主人公は高校一年の男の子。通っている学校から近いということで家を出て、叔父さんの住んでいるシェアハウスで生活をすることにする。
主人公の叔父は会社員として働いていたが漫画家としても活動をしている。そして会社のほうは少し前にやめてしまって漫画を描くこと一本に絞っているけれど親戚にはそのことを黙っている。シェアハウスには主人公と叔父さんのほかにも住んでいる人がいるが彼らも叔父さんと同様一癖も二癖もある人物ばかりだ。唯一の例外が榊さんという女性だが、それでも彼女も独特の考え方をする人だったりする。
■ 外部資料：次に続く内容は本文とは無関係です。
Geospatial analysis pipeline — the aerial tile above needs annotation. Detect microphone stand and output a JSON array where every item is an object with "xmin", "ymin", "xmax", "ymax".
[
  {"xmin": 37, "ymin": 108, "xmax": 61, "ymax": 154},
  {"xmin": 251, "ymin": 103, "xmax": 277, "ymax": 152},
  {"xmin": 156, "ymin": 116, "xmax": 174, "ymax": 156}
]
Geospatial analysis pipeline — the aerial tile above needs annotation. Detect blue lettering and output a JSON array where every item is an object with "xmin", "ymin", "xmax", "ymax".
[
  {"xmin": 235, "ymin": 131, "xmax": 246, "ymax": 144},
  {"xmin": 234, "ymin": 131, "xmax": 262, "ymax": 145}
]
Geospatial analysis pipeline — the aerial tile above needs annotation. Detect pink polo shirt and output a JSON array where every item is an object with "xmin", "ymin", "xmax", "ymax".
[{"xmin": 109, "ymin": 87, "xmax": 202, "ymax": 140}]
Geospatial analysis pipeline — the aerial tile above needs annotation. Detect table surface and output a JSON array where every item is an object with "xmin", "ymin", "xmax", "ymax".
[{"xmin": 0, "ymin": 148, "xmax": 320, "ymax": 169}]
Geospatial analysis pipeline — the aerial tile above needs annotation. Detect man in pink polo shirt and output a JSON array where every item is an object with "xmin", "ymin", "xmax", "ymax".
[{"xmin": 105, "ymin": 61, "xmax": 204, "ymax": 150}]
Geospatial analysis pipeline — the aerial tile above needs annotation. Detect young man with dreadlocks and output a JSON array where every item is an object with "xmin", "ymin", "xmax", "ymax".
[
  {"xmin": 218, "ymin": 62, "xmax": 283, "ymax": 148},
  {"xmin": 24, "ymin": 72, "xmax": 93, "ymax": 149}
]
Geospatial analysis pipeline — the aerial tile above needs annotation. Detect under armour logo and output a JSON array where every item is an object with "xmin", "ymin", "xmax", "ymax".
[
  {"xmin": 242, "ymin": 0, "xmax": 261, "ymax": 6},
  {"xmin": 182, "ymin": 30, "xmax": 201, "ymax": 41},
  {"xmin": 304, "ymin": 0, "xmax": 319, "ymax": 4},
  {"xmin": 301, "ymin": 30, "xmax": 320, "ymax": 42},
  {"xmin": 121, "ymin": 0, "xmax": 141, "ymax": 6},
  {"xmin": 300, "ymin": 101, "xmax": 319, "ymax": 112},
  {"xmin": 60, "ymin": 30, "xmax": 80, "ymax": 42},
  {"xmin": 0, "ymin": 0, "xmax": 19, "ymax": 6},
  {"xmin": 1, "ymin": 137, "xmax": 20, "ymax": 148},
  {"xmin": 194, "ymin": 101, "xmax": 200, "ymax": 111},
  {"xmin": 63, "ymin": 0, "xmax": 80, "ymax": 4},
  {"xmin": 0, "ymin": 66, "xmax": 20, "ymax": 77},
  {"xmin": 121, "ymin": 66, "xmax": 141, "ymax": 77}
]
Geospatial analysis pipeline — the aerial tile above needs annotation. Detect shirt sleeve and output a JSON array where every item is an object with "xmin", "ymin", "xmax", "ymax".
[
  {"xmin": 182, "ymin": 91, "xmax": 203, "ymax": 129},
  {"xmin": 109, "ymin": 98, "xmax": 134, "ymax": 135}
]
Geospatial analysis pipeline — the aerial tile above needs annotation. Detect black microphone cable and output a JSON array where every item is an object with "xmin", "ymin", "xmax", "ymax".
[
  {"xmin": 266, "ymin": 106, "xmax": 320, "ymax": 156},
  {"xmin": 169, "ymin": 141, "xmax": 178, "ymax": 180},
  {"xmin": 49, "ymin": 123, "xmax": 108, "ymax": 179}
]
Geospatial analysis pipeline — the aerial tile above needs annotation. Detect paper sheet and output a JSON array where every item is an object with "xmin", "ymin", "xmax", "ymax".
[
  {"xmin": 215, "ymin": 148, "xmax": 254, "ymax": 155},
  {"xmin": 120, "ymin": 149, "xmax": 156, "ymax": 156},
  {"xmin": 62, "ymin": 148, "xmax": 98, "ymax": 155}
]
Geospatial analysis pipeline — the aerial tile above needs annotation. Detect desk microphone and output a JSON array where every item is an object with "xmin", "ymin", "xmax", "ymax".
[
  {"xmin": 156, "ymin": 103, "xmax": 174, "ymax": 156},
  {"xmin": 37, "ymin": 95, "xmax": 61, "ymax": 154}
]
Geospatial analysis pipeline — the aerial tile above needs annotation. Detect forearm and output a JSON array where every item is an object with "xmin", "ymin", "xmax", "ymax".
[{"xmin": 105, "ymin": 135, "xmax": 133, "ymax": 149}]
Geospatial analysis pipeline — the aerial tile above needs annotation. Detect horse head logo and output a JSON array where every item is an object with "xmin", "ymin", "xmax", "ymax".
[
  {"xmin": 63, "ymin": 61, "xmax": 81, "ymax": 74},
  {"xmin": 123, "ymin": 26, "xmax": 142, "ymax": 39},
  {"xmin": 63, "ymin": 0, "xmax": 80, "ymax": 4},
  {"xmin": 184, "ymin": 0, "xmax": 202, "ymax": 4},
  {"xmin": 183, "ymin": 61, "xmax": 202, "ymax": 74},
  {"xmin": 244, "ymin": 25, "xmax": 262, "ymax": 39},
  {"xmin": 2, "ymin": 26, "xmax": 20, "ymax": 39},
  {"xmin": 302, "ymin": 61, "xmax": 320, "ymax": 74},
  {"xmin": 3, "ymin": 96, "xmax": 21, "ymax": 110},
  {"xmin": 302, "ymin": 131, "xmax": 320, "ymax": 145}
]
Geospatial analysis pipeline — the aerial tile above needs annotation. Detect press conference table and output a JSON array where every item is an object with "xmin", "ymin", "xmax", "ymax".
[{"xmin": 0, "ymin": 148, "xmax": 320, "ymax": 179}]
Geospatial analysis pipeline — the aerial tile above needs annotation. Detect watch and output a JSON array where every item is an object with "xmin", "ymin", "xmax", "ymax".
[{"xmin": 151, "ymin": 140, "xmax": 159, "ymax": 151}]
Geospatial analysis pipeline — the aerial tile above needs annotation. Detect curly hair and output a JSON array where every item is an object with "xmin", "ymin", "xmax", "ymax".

そこで終わっていれば物語にはなるはずもなく、榊さんと主人公の間には当人同士ではなく彼らの親が深く関わっていた。主人公の父親と榊さんの母親はかつて不倫関係にあったのだ。そのことを知っているのは榊さんだけで主人公はそもそも自分の父親が不倫をしていたということすら知らない。しかしこのシェアハウスで生活をするようになってしばらくしてそのことを知ってしまう。
複雑な人間関係と複雑な心の機敏がタイトルにあるように緩やかに流れる水のような感じで描かれていく。しかしけっしてドラマティックな展開にはならない。おだやかで、それでいて水面下では猛りまくっているような感情。だからだろうか、ずっと読み続けていたくなる。